Rep. Gary Alexander, Republican, 20th Dist. (info)
Representative Alexander was glad to talk to us about compensation, and was sure to mention the issues he thinks get passed by in the ongoing conversation about ed reform: special needs and transportation. (He didn't go into much detail about the latter.) Alexander is against one-size-fits-all education, telling us how much he'd like to see stronger vocational education, but, paradoxically, not wanting to give a high school diploma to anyone who can't pass the WASL. Several times he mentioned how some students just aren't served by the current model, and yet he never acknowledged the contradiction in his support for the dubious exit exam.

When asked about gainsharing, Alexander was quick to mention HB 2116, a different sort of compromise. Right now, gainsharing kicks in when pension investments top a 10% rate of return. Under Alexander's proposal, the "trigger" would be raised to 14%, reducing the state's odds of liability by almost two thirds. (A 14% rate of return is 64% less likely. Read the whole fiscal note if you dare. Alexander noted that the legality of the proposition--having different gainsharing options for old and new hires--is under investigation.) I asked Alexander what would replace gainsharing as a recruiting tool if it were done away with. He didn't really have an answer.

One bill Alexander is sponsoring would allow students who pass the WASL to skip the "intermediate" step of their licensing [pdf], the time when they can drive only during limited hours and without young passengers. Another secondarily sponsored by Alexander would force the legislature to determine proper education funding before passing an omnibus appropriation--in essence, making education a priority not just in emphasis, but in time. (Alexander didn't talk about either bill during our chat.)

In all, Alexander offered tentative support for some WEA concerns, especially in the area of fully funding education.

Rep. Kathy Haigh, Democrat, 35th Dist. (info)
Kathy Haigh, chair of the House Appropriations Subcommittee on Education, kept pulling out a copy of the budget whenever we'd ask about upcoming agenda items. She declared her support for smaller class sizes for K-3 classes, and said she wanted to commit $50 million in the upcoming session to fund all-day kindergarten, at least for free and reduced lunch students. She "totally support[s] the simple majority" for levies, which would give rural districts greater ability to fund classroom renovations and technological upgrades. (Last year she cosponsored a similar bill that passed the House only to fail in the Senate.)

When we brought up pensions, she admitted, "I don't know anything about gainsharing. I'm not in the middle of that fight."

It's a good year for state government, which means that everyone wants a piece of the lasagna.
"It's a lot harder when you have a bunch of money," says Victor Moore, the governor's budget director and former House Appropriations staff director. "When you don't have money, there is a simple response to why you're not giving them anything.
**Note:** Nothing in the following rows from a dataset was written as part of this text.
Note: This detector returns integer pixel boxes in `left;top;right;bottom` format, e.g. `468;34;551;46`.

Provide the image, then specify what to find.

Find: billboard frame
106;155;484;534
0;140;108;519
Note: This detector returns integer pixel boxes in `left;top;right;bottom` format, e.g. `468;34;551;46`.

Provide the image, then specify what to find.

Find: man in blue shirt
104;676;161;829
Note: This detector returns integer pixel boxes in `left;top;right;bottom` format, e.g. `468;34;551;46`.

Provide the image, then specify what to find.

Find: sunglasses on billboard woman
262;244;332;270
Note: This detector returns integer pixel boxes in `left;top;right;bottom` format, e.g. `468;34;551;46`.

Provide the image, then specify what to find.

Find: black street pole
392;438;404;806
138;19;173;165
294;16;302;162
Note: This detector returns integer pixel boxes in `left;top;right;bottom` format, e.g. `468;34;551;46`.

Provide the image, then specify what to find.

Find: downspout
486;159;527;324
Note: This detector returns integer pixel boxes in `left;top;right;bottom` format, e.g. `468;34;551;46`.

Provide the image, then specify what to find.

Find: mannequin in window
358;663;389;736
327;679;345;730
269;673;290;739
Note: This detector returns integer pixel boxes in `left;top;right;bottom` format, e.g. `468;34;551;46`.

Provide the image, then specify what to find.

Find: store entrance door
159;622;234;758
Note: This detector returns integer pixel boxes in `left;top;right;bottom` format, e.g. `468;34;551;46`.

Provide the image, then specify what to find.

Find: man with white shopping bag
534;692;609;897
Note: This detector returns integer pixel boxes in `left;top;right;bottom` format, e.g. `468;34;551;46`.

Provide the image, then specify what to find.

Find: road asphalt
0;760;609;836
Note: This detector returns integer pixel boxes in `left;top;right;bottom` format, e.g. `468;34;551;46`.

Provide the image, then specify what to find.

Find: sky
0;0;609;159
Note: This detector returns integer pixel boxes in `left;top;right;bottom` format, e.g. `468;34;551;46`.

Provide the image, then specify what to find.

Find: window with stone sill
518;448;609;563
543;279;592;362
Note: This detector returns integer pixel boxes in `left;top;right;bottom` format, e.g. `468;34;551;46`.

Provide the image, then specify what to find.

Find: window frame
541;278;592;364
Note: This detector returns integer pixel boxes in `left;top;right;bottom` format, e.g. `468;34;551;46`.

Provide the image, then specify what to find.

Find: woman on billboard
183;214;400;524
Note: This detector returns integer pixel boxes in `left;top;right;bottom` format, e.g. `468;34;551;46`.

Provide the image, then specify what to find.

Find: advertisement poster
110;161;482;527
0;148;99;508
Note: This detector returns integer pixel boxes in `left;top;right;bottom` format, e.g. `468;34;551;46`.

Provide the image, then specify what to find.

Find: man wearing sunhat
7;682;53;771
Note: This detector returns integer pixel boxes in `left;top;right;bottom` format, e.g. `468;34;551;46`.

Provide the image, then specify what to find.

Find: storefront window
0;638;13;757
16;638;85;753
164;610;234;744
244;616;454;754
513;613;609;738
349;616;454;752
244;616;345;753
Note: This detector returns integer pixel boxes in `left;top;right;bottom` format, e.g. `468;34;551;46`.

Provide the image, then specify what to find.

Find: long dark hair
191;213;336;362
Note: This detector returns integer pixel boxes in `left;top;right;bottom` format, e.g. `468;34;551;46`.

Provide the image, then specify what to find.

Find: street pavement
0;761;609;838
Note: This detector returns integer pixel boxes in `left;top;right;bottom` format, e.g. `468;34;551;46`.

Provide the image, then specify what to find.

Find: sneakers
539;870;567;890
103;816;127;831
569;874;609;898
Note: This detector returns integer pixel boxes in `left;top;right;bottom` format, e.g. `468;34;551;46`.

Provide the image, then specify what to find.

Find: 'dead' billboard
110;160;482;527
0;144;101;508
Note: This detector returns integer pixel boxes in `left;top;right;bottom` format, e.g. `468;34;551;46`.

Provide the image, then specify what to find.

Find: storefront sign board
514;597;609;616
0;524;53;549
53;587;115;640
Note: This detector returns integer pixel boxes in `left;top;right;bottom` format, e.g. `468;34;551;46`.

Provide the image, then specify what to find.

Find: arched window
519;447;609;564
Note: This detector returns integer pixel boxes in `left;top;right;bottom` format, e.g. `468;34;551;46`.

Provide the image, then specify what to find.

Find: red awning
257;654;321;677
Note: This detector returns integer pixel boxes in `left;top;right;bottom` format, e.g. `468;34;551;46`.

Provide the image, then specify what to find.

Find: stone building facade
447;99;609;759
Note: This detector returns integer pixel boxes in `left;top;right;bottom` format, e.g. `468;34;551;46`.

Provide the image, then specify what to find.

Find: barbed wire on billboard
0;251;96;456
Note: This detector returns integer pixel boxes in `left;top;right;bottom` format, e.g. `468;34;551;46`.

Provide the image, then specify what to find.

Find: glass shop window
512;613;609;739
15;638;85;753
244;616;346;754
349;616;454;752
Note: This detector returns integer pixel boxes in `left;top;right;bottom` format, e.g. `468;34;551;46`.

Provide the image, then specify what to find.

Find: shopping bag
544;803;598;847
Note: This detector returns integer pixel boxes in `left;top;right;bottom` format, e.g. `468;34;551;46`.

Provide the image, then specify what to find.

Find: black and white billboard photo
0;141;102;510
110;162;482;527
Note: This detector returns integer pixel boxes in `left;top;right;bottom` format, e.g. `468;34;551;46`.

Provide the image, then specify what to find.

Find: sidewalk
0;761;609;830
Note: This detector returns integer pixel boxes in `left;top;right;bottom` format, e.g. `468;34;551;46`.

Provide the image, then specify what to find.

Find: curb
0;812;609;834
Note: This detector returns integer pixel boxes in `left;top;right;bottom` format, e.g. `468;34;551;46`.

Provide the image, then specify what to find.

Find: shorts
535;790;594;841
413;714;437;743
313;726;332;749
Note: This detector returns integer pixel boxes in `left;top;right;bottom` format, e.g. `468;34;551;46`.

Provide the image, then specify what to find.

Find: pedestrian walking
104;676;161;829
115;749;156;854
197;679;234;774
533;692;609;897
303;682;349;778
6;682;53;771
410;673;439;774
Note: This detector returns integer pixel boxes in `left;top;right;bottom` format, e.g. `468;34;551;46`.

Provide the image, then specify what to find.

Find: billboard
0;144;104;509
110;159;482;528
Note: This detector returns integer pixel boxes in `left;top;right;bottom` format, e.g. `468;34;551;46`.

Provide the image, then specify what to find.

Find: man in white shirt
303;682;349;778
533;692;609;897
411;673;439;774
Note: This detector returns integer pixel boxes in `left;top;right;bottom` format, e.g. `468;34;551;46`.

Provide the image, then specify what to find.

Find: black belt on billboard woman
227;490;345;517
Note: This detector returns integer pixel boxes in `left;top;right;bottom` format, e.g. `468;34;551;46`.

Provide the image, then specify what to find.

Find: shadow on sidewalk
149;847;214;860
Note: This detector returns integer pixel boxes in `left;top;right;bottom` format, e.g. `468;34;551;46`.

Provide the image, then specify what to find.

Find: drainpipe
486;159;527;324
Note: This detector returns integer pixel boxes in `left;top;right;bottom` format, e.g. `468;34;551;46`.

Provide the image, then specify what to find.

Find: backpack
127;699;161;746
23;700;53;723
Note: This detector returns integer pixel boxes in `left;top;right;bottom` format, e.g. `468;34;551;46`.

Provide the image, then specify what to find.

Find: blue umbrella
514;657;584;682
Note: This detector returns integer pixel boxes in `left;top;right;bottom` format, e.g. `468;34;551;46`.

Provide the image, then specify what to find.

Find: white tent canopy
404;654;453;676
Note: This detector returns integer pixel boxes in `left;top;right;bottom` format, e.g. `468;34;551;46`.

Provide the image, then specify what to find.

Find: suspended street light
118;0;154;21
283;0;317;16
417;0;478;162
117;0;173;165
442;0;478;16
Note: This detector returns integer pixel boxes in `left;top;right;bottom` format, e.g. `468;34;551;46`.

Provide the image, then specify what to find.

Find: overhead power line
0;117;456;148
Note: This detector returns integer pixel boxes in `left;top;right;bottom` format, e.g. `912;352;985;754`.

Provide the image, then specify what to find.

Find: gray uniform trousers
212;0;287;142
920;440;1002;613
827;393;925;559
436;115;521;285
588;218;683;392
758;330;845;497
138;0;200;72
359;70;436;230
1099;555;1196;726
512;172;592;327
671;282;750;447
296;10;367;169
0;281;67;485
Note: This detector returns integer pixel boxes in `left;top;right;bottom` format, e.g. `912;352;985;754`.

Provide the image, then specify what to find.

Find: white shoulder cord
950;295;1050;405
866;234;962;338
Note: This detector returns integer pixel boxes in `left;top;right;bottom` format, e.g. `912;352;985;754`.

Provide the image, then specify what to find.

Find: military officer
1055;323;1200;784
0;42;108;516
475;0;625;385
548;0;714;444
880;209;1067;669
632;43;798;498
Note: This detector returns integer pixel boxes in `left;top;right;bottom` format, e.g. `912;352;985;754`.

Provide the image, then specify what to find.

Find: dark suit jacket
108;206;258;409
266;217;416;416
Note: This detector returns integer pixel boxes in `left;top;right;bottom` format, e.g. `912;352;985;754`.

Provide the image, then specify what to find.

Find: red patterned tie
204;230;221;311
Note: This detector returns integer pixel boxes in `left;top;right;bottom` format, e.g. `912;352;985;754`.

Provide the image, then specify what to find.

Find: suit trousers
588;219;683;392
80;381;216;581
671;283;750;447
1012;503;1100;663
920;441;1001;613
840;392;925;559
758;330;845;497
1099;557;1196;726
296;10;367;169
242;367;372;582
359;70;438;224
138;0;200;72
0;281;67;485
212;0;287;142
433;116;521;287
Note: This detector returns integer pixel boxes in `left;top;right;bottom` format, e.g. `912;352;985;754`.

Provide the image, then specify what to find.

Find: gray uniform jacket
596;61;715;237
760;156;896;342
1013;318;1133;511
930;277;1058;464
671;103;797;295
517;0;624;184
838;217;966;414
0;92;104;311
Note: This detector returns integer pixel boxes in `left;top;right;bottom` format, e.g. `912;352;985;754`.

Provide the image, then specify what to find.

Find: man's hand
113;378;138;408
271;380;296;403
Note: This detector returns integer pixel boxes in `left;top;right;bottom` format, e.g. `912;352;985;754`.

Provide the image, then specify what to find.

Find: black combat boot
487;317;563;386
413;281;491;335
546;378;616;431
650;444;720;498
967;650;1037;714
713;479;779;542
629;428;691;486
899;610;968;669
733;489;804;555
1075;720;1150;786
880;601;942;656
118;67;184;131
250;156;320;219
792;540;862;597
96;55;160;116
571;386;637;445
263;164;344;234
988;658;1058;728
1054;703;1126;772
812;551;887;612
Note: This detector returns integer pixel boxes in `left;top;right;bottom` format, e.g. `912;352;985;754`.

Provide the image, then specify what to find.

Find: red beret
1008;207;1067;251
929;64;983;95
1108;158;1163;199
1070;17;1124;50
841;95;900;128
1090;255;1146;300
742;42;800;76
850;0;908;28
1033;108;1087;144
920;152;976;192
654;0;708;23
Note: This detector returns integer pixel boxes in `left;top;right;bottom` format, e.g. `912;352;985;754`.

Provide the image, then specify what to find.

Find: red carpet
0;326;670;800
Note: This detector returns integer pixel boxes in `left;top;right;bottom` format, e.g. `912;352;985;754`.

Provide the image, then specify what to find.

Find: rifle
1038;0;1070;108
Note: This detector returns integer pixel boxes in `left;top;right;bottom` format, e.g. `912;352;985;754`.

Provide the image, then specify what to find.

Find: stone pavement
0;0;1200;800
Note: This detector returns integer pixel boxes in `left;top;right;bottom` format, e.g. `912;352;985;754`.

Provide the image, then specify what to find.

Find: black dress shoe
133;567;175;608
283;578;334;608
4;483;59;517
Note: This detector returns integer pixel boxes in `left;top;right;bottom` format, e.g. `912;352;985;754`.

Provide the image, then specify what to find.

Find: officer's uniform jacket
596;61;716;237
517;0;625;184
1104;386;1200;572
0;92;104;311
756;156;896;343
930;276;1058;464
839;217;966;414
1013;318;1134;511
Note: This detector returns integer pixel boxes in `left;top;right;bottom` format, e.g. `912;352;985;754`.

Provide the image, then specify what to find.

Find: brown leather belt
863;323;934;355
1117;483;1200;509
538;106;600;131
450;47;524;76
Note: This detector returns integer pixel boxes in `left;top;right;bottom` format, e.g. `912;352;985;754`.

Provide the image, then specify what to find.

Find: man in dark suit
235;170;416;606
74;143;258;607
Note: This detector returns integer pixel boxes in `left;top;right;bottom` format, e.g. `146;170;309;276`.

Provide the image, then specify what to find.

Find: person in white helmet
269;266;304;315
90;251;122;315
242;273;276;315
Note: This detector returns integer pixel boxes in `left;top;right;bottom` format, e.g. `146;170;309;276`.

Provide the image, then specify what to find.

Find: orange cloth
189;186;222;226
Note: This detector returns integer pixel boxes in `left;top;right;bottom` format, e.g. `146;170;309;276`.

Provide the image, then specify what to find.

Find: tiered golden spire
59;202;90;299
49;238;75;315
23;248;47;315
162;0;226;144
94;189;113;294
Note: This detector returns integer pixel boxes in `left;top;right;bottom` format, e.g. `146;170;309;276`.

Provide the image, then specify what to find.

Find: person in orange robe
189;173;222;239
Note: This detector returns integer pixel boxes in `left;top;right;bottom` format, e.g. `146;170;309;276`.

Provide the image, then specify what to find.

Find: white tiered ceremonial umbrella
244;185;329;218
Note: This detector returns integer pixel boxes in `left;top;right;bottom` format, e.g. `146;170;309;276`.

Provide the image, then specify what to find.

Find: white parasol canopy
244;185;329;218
When there's money, you have to make arguments about priorities, why this investment and not another. It's tough and everybody wants their little $10 million appropriation."
Today the WEA was another voice in a cacophony of concerns, requests, and demands. When dozens of interest groups descend on the Capitol in a day, it's easy for issues to get lost in the noise. Union members who want their needs met have to keep contacting their legislators beyond Lobby Day, to keep reminding them of their promises to constituents and their obligations to the state's "paramount duty."

Sidebar: Among the more colorful and obnoxious interest groups were the Where's the Math folks, parading kids around as political props and chanting on the Capitol steps. One middle-aged demonstrator sported a placard reading, "Less Words! More Numbers!"

That would be fewer words. If only they'd had a writing WASL thirty years ago.